Vuilleumier et al. [1] performed a prospective cohort study on 43 consecutive patients who underwent surgical revision, mesh removal, and radical neurectomy as a treatment for persistent neuropathic pain after primary herniorrhaphy. During a 1-year postoperative follow-up period, 41 patients (95%) experienced complete pain relief, whereas 2 patients noted only partial improvement [1].

These excellent results, in particular their observations that “nerves can be difficult to identify where they are entrapped in the scar tissue or in the mesh prosthesis” [1] as well as “to prevent nerve scarring within the operative field, the proximal transected nerve ends should be ligated and buried within the fibers of the internal oblique muscle” [1] are of particular interest to our group, examining the mechanism of traumatic neuroma development.
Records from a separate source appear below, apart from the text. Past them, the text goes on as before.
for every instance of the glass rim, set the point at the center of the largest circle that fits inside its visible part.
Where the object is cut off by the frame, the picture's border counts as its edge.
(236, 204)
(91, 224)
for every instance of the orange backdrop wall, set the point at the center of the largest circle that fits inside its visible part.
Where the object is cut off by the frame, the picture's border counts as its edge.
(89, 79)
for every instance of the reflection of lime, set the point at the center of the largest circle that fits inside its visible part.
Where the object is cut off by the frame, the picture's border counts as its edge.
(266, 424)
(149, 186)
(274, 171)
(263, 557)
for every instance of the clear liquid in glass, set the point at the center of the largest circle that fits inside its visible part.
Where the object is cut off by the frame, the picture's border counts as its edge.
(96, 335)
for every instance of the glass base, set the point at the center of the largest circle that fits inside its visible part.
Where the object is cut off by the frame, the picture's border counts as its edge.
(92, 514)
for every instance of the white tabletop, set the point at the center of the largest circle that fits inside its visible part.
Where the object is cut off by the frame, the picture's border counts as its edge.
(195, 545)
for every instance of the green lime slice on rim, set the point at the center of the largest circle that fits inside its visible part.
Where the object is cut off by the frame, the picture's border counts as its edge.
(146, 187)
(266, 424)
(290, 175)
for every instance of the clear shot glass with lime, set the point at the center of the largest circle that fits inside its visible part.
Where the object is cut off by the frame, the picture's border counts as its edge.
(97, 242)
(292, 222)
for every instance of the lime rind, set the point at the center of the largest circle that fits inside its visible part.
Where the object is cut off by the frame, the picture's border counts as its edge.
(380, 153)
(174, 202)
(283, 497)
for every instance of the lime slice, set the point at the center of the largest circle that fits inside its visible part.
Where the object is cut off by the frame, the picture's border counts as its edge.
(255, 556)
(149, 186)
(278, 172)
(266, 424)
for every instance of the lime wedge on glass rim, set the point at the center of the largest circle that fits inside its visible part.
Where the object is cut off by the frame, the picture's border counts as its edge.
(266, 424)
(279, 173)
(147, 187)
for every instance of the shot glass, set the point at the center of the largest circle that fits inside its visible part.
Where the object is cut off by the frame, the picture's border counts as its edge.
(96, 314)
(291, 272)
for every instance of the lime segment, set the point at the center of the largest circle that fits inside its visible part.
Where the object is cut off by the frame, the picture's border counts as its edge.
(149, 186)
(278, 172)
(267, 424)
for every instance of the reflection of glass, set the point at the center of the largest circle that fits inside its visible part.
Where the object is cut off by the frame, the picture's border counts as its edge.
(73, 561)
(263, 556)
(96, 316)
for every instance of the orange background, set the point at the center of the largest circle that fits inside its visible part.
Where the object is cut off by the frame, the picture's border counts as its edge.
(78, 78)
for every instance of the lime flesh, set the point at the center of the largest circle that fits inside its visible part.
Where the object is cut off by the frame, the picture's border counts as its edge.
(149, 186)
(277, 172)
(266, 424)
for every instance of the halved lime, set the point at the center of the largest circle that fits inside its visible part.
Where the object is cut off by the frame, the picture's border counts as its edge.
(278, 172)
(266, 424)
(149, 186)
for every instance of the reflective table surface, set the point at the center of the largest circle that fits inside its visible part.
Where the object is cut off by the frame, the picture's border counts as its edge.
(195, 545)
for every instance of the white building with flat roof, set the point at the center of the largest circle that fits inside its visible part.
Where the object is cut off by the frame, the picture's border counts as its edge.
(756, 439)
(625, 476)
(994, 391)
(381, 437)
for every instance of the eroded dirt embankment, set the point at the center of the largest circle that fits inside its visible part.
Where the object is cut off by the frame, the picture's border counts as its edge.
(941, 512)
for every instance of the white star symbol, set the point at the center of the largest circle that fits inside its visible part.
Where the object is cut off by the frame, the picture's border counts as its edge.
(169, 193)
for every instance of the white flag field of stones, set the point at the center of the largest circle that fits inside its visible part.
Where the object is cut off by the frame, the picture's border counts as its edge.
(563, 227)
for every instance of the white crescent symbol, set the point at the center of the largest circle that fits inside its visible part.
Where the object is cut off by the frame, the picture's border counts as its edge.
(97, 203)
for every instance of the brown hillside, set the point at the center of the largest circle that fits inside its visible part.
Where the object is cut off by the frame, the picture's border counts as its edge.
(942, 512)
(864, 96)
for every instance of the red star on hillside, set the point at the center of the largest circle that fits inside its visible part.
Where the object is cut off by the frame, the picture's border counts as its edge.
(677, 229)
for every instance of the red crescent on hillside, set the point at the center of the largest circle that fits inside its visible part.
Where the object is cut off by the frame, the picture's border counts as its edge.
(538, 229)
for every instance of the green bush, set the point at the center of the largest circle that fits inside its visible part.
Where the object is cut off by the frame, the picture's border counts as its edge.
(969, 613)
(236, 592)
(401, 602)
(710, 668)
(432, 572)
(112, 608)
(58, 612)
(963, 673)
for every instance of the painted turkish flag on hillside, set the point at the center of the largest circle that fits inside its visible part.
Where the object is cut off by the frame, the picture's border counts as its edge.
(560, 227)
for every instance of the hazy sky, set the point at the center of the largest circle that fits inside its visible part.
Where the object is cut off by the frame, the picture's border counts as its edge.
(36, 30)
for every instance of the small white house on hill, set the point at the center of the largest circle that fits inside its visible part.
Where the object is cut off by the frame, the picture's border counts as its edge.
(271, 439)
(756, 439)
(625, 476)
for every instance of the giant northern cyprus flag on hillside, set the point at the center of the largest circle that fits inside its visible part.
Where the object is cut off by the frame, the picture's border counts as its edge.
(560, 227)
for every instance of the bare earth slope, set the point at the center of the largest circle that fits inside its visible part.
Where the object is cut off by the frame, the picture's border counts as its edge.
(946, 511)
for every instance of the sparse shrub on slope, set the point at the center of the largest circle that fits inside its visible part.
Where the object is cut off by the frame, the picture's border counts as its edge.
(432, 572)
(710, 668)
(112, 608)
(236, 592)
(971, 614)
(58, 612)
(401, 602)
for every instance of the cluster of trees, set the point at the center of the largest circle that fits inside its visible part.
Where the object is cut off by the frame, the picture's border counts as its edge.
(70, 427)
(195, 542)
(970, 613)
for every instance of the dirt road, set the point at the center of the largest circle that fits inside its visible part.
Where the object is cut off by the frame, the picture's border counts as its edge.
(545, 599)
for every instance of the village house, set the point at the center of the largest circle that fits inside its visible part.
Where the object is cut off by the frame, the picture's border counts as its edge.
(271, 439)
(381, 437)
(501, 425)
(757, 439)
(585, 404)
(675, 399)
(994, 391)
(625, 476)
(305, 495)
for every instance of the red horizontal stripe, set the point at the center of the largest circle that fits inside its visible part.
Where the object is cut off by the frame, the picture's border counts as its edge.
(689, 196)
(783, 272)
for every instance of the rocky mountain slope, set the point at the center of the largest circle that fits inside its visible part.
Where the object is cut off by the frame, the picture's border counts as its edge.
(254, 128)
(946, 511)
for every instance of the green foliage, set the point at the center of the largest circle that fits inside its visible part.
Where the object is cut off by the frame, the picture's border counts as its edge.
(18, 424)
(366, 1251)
Their results clearly correspond to our hypothesis postulating that traumatic neuroma development involves simultaneous nerve repair and defensive mechanisms (i.e., reactive proliferation of perineurial cells) in the region of concomitant wound and scar contraction [2]. Moreover, by their surgical approach, they disrupted the proposed “easily violable balance between nerve regeneration and damage” [2] and obtained a long-term treatment effect. In conclusion, I would like to congratulate the authors on their results, which reflect their top-rated skills, necessary to perform a meticulous surgery in the field of previous operation.